Al-Bab, Syria- On the walls of a former ISIS jail in the city of al-Bab, Syrian detainees whiled away endless months by scrawling phrases and poems, praying for freedom or bidding farewell to loved ones.
One former prisoner of the jihadists, Khalifah al-Khidr, returned to his cell two weeks after the northern town was wrested from ISIS by Turkish-backed rebels.
Dressed in a black fleece and cap, Khidr, 23, looked at ease while outside in the courtyard but was gripped by fear as soon as he stepped inside the three-story building.
For the first time since his six-month imprisonment in 2014, Khodr descended into a dark hallway, its walls tagged with names and dates.
“Most prisoners wrote on the walls to leave a trace, to show that they’re still alive,” the tanned young man told Agence France Presse.
Since Syria’s conflict erupted in 2011, tens of thousands of people have been detained by regime forces, rebels, and jihadists — in many cases their fate unknown to this day.
“Prison is an honor. Shackles are my anklets, and the balango, the swing of heroes,” reads one phrase.
The “balango” is a torture method notorious across Syria, by which a victim is hoisted up into the air by the hands and left there for many hours.

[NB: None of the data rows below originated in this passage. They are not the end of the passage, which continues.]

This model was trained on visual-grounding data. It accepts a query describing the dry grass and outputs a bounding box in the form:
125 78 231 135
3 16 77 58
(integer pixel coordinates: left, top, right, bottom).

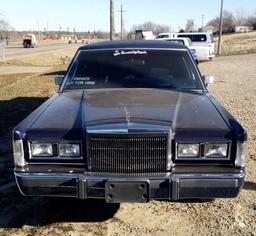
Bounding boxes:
0 67 63 137
8 46 79 67
219 32 256 55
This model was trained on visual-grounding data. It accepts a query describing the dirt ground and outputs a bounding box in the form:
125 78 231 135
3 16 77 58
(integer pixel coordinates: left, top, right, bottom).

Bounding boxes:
0 54 256 236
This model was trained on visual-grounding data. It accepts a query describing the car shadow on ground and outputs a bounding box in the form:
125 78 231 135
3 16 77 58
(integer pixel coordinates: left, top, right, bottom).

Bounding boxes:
243 181 256 191
0 187 120 228
41 70 66 76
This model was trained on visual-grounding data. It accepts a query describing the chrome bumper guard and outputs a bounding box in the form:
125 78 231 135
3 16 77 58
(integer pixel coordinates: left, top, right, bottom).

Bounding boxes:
15 172 244 202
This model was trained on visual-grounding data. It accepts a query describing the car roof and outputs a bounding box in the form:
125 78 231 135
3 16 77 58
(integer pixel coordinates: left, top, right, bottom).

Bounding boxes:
79 40 187 50
157 37 190 41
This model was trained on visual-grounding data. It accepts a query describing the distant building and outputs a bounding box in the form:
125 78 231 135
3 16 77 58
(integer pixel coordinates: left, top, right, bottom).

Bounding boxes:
60 34 76 41
235 26 253 33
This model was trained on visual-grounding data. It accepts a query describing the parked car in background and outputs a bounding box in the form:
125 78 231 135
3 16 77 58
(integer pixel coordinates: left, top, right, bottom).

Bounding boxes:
156 32 215 61
156 38 198 64
13 40 247 203
22 34 37 48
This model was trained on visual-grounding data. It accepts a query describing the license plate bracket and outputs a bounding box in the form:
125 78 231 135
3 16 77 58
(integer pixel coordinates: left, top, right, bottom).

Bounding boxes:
105 181 149 203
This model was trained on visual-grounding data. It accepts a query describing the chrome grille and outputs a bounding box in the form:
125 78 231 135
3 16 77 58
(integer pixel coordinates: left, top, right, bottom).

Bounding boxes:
87 135 168 174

Another prisoner, perhaps afraid of being forgotten after days holed up in the prison’s abyss, wrote: “If the days pass and you don’t see me anymore, here is my signature. Remember me.”

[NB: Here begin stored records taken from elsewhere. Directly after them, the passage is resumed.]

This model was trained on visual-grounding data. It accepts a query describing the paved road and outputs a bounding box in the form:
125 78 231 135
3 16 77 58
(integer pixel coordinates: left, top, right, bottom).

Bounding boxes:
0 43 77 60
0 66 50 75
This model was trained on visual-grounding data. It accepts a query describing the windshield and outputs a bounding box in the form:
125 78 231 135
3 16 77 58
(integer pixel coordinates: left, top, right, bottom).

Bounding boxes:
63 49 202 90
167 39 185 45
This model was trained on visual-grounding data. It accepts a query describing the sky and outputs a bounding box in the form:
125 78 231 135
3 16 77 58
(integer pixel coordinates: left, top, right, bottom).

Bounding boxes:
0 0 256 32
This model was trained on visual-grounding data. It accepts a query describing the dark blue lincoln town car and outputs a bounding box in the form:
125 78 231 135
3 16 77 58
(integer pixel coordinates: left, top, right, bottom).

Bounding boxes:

Detainees sketched their dreams on cell walls: a dove taking flight with the caption, “She wants to fly,” or the phrase “Freedom of the press.”
For Alaa, another former detainee in Al-Bab, “every prisoner spends his first two weeks telling his whole life story.”

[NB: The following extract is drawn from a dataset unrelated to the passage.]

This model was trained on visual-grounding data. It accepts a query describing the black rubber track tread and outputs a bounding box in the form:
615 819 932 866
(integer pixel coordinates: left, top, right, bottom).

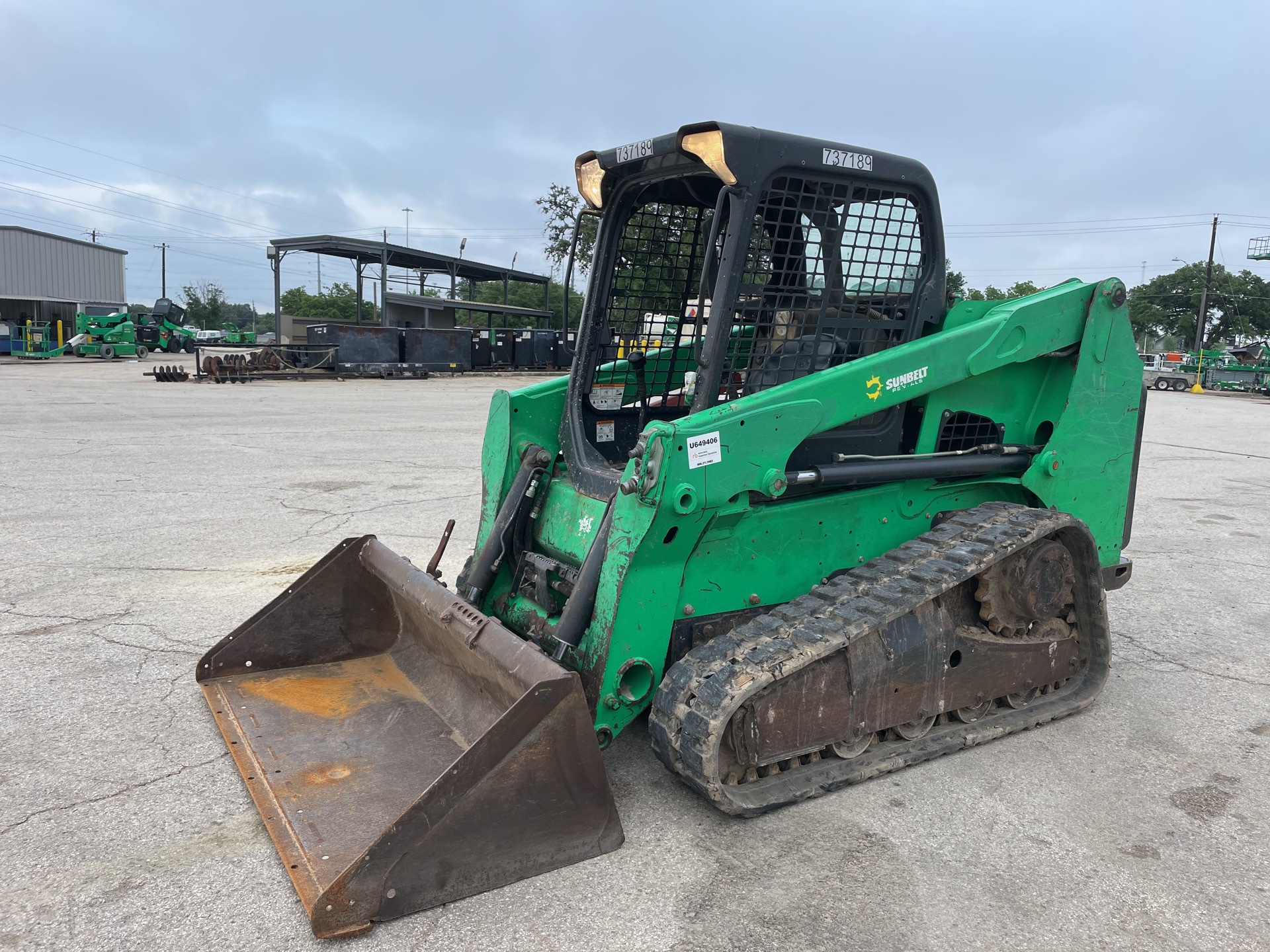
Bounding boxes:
649 502 1111 816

“But then he has nothing left to say, and he begins to feel deadly boredom. Everyone finds a way to pass the time,” the 25-year-old told AFP via the internet.
Over the course of months, “each prisoner loses his sense of time and starts to mark the number of days that have passed” on the wall.
Alaa, who scrawled his own name on the prison wall in late 2013, recounted how detainees furtively got their hands on some writing tools.
“One day, ISIS guys asked for volunteers to clean a huge room full of Syrian regime documents and property deeds,” he said.
“As we cleaned, we found a box of colored pencils and snuck them out.”
But it was not just during ISIS’ rule that prisoners scribbled on the walls: some of the dates marked are more than a decade old.
“These walls knew several generations,” Alaa said with a wry smile.
But the detention and torture methods have remained the same.
Some individual locker-sized cells were known as “coffins”: rectangular cabinets where a single inmate could barely fit in vertically.
But the worst were the “doghouses,” square cupboards where prisoners could only fit if they knelt into contorted shapes.
“They stayed like that for 40 days, and they even put diapers on so they could do their business since they were not allowed to go out… Some would hope to die,” said Khidr.
But two years after his own lucky escape from prison, Khidr said: “Today, I am here of my own free will, in this place where I could have died at any moment.”
Behind him, a message in red ink signed by prisoner Abu Adib reads: “All doors are shut, except yours, Allah.”